Took another shot at anti-aliasing improvements today.
When using MSAA with deferred shading, it’s pretty much mandatory to use some kind of system that only computes lighting and complex shaders on pixels that require it. At 8x MSAA, we’re literally talking 8x the amount of lighting work, which would grind anything to a halt. Traditionally, this has been done by analyzing the depth and normals of the 8 samples of each pixel and determining if the pixel can be shaded once or if all 8 samples need to be shaded for correctness. This test leads to a stencil mask, and then lighting is done twice with two different shaders. The first pass only processes pixels that can be shaded once and the second one only processes pixels that need all 8 samples shaded. Branching in the shader to select per-pixel or per-sample shading generally leads to extremely bad performance and scheduling (one per-sample shaded pixel forces all neighboring pixels to run at per-sample resolution as well), and stencil test allows for much much better scheduling by the GPU. Newer compute shader based techniques like tile-based deferred shading work on a similar note, postponing all pixels that need per-sample shading to a second “pass” in the same compute shader.
My temporal SRAA implementation does not require per-sample shading; the scene is rendered as usual and the current and previous frames are used as input to the resolve shader. The resolve shader however is quite expensive. TSRAA works by matching an MSAA-resolution ID buffer to the shaded color samples of the previous and current frame to reconstruct an MSAA-resolution shaded image. 8x TSRAA essentially gives us 2x temporally supersampled shading with 0 risk of ghosting and 8x MSAA edge quality, while still only requiring a per-pixel shaded scene. The thing is that the upsampling process involves checking the neighboring shaded pixels as well in an attempt to find color data for each MSAA ID sample. This means checking the center pixel and the 4 closest pixels for both the current and previous frame, e.g. 8 ID samples are matched against 10 color samples. In addition, 10 transparency samples need to be taken and overlayed on top of each color sample, and finally there’s a motion vector being sampled for temporal reprojection to the previous frame. All in all, the shader does a total of 29 texture samples and a large amount of ALU operations. At 2560x1440 and 8x TSRAA, this resolve pass took ~4.2ms, over 1/4th of the entire frame budget.

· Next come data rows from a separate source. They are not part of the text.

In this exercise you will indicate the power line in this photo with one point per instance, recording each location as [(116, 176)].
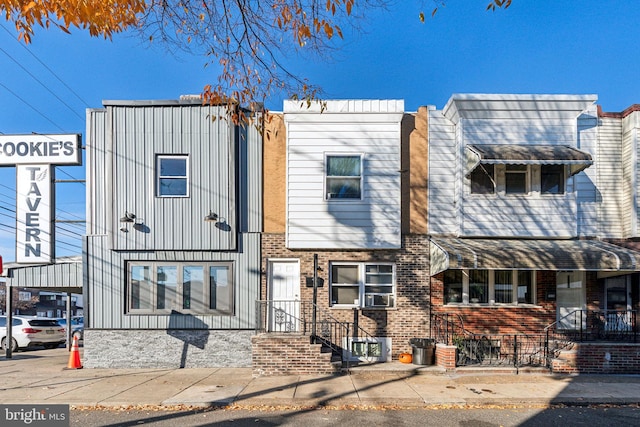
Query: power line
[(31, 106), (42, 84), (47, 68)]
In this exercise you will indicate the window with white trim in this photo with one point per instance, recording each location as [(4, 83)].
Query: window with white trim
[(552, 179), (483, 180), (370, 285), (172, 176), (489, 287), (343, 176), (516, 179), (186, 287)]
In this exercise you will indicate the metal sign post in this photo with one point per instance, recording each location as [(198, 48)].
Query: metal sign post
[(9, 337), (315, 296)]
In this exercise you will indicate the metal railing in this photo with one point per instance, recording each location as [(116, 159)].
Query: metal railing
[(515, 350), (590, 325), (595, 325)]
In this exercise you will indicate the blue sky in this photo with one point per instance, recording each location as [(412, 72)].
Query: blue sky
[(577, 47)]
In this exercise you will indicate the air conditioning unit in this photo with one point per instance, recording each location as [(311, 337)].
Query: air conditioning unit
[(378, 300)]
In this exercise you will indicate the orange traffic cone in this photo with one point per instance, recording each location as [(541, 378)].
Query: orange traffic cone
[(74, 356)]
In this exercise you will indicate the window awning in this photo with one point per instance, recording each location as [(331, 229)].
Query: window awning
[(526, 155), (587, 255)]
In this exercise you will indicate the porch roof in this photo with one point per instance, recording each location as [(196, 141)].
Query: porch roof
[(477, 154), (528, 254)]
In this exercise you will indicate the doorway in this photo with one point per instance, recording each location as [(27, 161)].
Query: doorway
[(617, 303), (284, 295), (570, 300)]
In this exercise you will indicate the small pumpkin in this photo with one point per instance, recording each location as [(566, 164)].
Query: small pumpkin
[(405, 357)]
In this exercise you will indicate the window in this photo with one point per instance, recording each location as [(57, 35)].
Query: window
[(516, 179), (162, 287), (489, 287), (479, 286), (503, 286), (483, 180), (344, 177), (525, 287), (552, 179), (172, 178), (363, 284)]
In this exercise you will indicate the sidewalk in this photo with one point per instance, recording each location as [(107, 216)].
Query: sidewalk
[(41, 377)]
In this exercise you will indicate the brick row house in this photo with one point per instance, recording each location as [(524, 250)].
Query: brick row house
[(526, 193)]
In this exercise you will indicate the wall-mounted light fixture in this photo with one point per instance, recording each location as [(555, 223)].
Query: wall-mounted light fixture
[(212, 217), (128, 217)]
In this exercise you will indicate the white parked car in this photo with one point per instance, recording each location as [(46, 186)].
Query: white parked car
[(32, 331)]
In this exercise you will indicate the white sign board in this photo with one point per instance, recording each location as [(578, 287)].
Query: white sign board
[(34, 239), (40, 149)]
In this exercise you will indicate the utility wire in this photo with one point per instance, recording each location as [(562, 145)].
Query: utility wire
[(46, 67), (42, 84), (31, 106)]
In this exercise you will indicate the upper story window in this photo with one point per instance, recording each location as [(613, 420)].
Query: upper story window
[(516, 179), (362, 284), (343, 174), (552, 179), (483, 180), (172, 176)]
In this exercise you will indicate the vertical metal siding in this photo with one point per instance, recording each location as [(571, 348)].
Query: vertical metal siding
[(250, 178), (96, 172), (140, 133), (122, 144)]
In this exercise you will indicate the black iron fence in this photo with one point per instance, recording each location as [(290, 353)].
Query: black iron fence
[(519, 350), (595, 325)]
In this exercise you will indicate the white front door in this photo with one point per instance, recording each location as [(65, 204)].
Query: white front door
[(617, 299), (570, 300), (284, 293)]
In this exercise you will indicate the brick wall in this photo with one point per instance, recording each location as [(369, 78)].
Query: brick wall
[(446, 356), (410, 317), (289, 354), (598, 358)]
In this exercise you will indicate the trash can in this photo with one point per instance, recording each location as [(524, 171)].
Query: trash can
[(423, 350)]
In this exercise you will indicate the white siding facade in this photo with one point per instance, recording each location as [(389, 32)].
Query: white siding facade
[(370, 129)]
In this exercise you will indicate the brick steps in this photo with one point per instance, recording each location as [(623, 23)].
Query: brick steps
[(291, 354)]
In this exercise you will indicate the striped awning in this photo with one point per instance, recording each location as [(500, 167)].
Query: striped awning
[(524, 254), (478, 154)]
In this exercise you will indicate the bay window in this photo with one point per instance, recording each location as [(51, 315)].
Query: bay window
[(488, 287), (186, 287)]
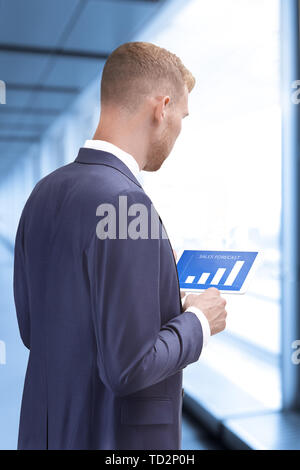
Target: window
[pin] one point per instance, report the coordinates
(220, 188)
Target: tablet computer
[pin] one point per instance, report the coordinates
(228, 271)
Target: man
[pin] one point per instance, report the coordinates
(96, 286)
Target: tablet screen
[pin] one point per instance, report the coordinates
(228, 271)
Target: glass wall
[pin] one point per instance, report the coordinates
(220, 188)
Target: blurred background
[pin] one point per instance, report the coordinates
(231, 182)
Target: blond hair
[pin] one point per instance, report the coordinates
(135, 70)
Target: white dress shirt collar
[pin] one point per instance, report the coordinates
(126, 158)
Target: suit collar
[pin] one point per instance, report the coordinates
(99, 157)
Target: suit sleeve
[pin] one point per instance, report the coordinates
(134, 350)
(20, 285)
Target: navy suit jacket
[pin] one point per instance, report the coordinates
(102, 318)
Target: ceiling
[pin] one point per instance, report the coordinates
(50, 50)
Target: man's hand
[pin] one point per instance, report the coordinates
(212, 305)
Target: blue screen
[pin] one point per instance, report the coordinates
(225, 270)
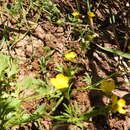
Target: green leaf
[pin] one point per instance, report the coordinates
(4, 61)
(13, 69)
(117, 52)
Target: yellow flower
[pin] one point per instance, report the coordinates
(91, 14)
(70, 56)
(129, 47)
(60, 82)
(58, 22)
(117, 105)
(75, 13)
(107, 86)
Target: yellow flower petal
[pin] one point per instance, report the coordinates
(60, 82)
(70, 56)
(129, 47)
(91, 14)
(121, 110)
(75, 13)
(58, 22)
(114, 99)
(121, 103)
(107, 86)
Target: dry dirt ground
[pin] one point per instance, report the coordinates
(99, 64)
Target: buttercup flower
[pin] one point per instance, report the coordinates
(91, 14)
(58, 22)
(117, 105)
(129, 47)
(107, 86)
(75, 13)
(60, 82)
(70, 56)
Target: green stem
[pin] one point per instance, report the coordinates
(58, 103)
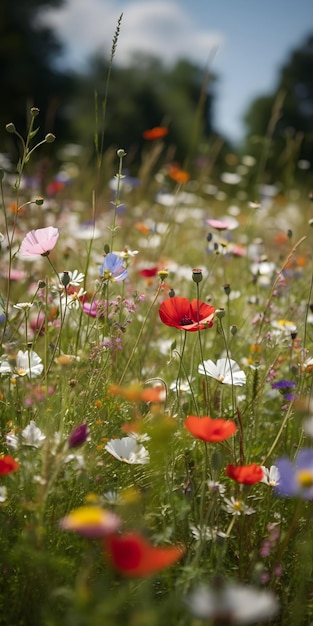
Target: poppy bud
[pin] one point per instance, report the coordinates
(78, 436)
(197, 275)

Since the resolve pass is so expensive, I looked for ways of reducing the cost of it. I observed that probably 95% of all pixels are trivial to resolve. If all 8 ID samples are identical, we are pretty much guaranteed to have a color sample for all IDs in the center pixel of the current frame, and possibly in the previous frame as well, but this is not guaranteed. The center samples are prioritized, so if a center pixel match is found the neighboring pixels aren’t used. I decided to try to generate a stencil mask to find the pixels were all samples had identical IDs and process them with an optimized much faster shader. The optimized shader only samples the current and previous center pixels, the transparency data of those two pixels and the motion vector for reprojection, e.g. only 5 texture samples instead of 29. Ghosting is prevented by checking if the previous frame has the same ID as the current frame. A few minutes of playing with Shader Analyzer gives the following stats:
- Full resolve shader: 705 instructions, 29 texture samples, 37 registers, 1.19 pixels/clock, slightly ALU limited
- Fast resolve shader: 47 instructions, 5 texture samples, 5 registers, 9.6 pixels/clock, heavily texture limited
Red pixels are pixels that had the expensive resolve shader run. Imgur murdered the quality though… q.q
Now, for this scheme to be faster, the combined cost of running the stencil mark pass, the fast resolve pass and the full resolve pass needs to be lower than the cost of simply running the full resolve shader on the whole screen. Performance results woooh!
Before:
After:
The time of the resolve pass went from ~4.0 ms to a combined cost of ~2.7 ms. The performance gain depends on the scene of course, but this was a fairly “noisy” scene with lots of pixels that required the full resolve pass. In many scenes, the sky will take up a large part of the screen, and those pixels become extremely cheap. More often than not, the full resolve pass drops to under 1ms. I have yet to find a scene that actually became more expensive due to the overhead of the stencil marking etc, so I will go with it permanently.